Stobert v. Smith

Opinion by

Mr. Justice Mitchell,

This is an action for the purchase money of land and the defense is that plaintiff’s title is not marketable. The case stated shows the facts to be briefly these: One Latham conveyed the land in 1880 to his stepson, the plaintiff, who in turn conveyed to his mother, Latham’s wife, and she, dying, devised *35it to plaintiff in remainder, after a life estate to Latham. In 1890, after his wife’s death, Latham filed a bill to set aside the deed of 1880 to plaintiff, on the grounds of fraud, undue influence, non delivery, etc. Pending this bill, proceedings in lunacy resulted in a finding that Latham had been a lunatic from January, 1892. This finding was traversed, but before the traverse was filed, a committee was appointed and substituted as complainant in the bill in equity. Some testimony was then taken in the equity case, but both it and the lunacy proceedings were pending and undetermined when, in November, 1893, Latham died, leaving a will dated in March, 1892, by which he devised his whole estate to a Mrs.
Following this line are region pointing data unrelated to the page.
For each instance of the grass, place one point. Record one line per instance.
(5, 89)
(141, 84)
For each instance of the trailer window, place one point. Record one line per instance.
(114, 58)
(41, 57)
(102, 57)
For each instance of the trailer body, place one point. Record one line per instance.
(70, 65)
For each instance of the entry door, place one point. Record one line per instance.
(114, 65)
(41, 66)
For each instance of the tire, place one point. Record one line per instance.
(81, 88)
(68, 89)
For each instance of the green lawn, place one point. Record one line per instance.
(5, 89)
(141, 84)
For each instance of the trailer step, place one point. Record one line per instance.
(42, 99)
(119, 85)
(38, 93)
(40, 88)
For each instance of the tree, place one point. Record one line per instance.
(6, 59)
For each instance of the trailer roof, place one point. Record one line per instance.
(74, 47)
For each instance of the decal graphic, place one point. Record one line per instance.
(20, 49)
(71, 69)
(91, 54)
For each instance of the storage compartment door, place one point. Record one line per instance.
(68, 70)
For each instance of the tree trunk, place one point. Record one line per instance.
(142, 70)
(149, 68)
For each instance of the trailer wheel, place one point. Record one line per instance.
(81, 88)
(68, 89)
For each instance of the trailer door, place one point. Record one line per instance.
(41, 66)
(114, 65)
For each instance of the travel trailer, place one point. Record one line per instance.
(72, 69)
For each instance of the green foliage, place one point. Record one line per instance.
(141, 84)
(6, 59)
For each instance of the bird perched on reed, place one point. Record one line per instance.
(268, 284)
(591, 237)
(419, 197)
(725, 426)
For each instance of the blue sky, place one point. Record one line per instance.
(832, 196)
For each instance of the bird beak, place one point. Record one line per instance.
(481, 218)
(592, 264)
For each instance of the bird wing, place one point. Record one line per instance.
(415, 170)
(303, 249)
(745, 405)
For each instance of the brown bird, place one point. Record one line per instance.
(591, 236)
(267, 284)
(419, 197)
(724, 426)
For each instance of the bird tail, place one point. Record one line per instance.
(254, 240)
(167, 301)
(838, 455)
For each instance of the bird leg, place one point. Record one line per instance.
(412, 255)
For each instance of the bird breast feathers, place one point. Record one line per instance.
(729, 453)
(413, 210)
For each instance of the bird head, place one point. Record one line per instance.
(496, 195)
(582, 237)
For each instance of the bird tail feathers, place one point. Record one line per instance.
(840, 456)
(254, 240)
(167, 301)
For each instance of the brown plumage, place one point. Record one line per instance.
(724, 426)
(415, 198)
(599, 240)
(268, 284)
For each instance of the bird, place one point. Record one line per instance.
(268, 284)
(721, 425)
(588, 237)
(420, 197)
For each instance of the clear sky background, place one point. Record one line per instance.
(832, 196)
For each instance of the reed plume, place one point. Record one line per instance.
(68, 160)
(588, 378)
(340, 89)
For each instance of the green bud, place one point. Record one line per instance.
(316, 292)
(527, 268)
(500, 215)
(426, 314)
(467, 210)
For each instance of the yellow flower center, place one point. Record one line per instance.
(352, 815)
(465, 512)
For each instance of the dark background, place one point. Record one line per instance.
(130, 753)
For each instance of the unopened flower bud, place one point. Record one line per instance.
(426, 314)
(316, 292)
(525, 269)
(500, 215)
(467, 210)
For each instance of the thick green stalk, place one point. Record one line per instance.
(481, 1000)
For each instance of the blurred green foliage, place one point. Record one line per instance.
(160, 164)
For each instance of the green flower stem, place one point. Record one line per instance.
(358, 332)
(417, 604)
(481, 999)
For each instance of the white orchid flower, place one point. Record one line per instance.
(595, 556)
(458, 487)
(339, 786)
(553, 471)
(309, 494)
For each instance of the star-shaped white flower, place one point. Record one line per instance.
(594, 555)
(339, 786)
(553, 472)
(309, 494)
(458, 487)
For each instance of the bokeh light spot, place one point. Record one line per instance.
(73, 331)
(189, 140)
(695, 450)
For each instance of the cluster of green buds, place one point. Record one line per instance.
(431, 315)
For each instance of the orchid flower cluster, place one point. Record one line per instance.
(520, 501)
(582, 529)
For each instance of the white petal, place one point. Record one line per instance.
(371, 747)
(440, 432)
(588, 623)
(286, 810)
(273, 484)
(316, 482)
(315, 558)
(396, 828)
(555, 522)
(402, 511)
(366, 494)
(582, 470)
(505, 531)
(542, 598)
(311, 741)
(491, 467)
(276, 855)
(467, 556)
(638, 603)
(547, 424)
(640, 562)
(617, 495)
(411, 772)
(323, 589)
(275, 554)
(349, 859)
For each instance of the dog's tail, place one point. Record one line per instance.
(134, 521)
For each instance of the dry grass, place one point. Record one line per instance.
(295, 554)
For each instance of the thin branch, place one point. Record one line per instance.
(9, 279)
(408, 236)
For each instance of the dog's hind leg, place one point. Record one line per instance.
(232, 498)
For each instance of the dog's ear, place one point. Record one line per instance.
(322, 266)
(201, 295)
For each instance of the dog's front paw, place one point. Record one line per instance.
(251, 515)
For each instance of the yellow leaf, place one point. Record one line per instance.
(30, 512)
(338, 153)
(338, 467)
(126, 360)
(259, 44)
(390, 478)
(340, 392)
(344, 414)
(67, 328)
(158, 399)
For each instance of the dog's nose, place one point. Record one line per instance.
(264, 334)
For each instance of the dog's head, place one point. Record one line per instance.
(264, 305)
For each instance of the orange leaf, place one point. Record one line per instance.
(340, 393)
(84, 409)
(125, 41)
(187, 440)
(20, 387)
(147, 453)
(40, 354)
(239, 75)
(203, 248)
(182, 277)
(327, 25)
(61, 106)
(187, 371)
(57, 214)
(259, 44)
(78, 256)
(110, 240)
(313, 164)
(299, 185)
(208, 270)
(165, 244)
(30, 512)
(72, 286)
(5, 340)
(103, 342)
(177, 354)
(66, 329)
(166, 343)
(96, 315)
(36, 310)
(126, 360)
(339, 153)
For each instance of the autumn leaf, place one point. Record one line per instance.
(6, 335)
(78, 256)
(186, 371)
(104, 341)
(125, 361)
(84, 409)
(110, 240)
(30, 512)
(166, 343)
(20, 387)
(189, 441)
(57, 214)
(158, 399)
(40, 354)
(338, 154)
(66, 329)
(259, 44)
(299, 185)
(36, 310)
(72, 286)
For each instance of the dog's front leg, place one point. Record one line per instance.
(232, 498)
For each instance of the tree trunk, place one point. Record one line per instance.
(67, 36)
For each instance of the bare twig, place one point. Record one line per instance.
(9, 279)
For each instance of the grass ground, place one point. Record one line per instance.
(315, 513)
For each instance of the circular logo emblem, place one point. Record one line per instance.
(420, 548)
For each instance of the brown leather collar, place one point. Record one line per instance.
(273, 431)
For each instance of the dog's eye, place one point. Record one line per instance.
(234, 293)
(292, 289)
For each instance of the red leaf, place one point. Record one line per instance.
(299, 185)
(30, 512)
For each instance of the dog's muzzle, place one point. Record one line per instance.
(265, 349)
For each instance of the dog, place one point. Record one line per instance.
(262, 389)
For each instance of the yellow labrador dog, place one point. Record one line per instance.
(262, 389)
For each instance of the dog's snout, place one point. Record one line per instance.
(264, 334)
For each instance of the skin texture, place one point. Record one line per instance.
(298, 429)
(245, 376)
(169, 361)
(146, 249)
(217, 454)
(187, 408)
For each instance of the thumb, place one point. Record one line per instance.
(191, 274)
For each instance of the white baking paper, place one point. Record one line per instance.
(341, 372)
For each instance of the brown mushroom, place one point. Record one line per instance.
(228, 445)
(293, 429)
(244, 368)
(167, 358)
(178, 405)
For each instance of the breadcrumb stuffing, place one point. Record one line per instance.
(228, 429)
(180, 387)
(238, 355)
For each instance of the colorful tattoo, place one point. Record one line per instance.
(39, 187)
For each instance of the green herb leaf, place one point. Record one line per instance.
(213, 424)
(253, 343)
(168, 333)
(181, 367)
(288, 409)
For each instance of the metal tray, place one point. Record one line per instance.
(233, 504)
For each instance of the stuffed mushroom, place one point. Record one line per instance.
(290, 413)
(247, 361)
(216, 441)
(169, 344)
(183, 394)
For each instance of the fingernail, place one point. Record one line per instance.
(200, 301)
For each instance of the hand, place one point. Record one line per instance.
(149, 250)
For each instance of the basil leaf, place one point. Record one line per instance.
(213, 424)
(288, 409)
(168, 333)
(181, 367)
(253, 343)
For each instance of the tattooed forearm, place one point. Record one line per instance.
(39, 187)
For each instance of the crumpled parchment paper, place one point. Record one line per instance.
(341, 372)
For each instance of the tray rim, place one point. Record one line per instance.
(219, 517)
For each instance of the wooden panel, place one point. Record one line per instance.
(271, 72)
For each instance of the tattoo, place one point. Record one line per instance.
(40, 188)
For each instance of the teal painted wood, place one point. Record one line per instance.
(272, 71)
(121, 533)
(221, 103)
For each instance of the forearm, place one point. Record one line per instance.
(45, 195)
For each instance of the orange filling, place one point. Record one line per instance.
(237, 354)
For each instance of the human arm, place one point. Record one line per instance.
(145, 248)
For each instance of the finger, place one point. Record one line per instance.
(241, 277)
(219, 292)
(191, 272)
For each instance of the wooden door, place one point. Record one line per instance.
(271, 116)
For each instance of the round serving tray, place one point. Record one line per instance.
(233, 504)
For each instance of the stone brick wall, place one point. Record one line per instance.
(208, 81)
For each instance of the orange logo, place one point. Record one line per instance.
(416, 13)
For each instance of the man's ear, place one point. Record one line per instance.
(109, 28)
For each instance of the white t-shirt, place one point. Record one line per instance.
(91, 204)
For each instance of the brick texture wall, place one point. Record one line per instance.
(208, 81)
Moore. In 1896 the master filed the testimony in the equity suit (but no report), the committee discontinued the suit of record, and, on payment of costs, etc., the court formally approved the discontinuance.

The objections of the appellant to the title are that neither the committee nor the attorney had any authority to discontinue the suit after the death of their principal, and that such discontinuance is not a bar to the devisee or heirs at law of Latham to have the suit reinstated, or to bring a new one for the same cause of action. The case stated then proceeds that if the court shall be of opinion that the discontinuance was properly made, and that the plaintiff can, in so far as the said equity suit affects his title, convey to defendant a fee simple, etc., then judgment for plaintiff, but if the court shall be of opinion that the “said discontinuance wa,s improperly entered and, therefore, plaintiff’s title is not a good marketable title,” etc., then judgment for defendant. In thus submitting to the court an alternative judgment, turning merely on the validity of the discontinuance, the case stated is defective because it bases the judgment on an inconclusive fact. A discontinuance, rightly or wrongly entered, even if entered by Latham himself in his lifetime, would not be a bar to a second action for the same cause, by him or his successor in title, and defendant is not and cannot be put in the position of a purchaser without notice. But, as it is very clear that the discontinuance was without authority, we are enabled, notwithstanding the defect, to enter judgment. The bill was an assertion by Latham that the title was still in himself, notwithstanding his conveyance, and his committee prosecuted the suit only in his right and for his benefit. When he died the *36authority of the committee ended, and Latham’s title, whatever it was, passed to his devisee if his will-was valid, 'or otherwise to his heirs at law. In neither case had the committee any title or right to control the assertion of the title which had been in Latham. The bill was in substance an ejectment, and the right of a personal representative to bring or prosecute an ejectment must depend on special circumstances such as a direction to sell, etc.: Cornell v. Green, 10 S. & R. 14; Kirk v. Carr, 54 Pa. 285.

Whether the discontinuance of the equity suit, however, was rightly or wrongly entered, the title of plaintiff is still liable to appellant’s objection that, at least as to a purchaser with notice, it is open to litigation on the subject-matter of the bill, and therefore is not marketable in the sense that the case stated calls for.

Judgment reversed and judgment directed to be entered for the defendant.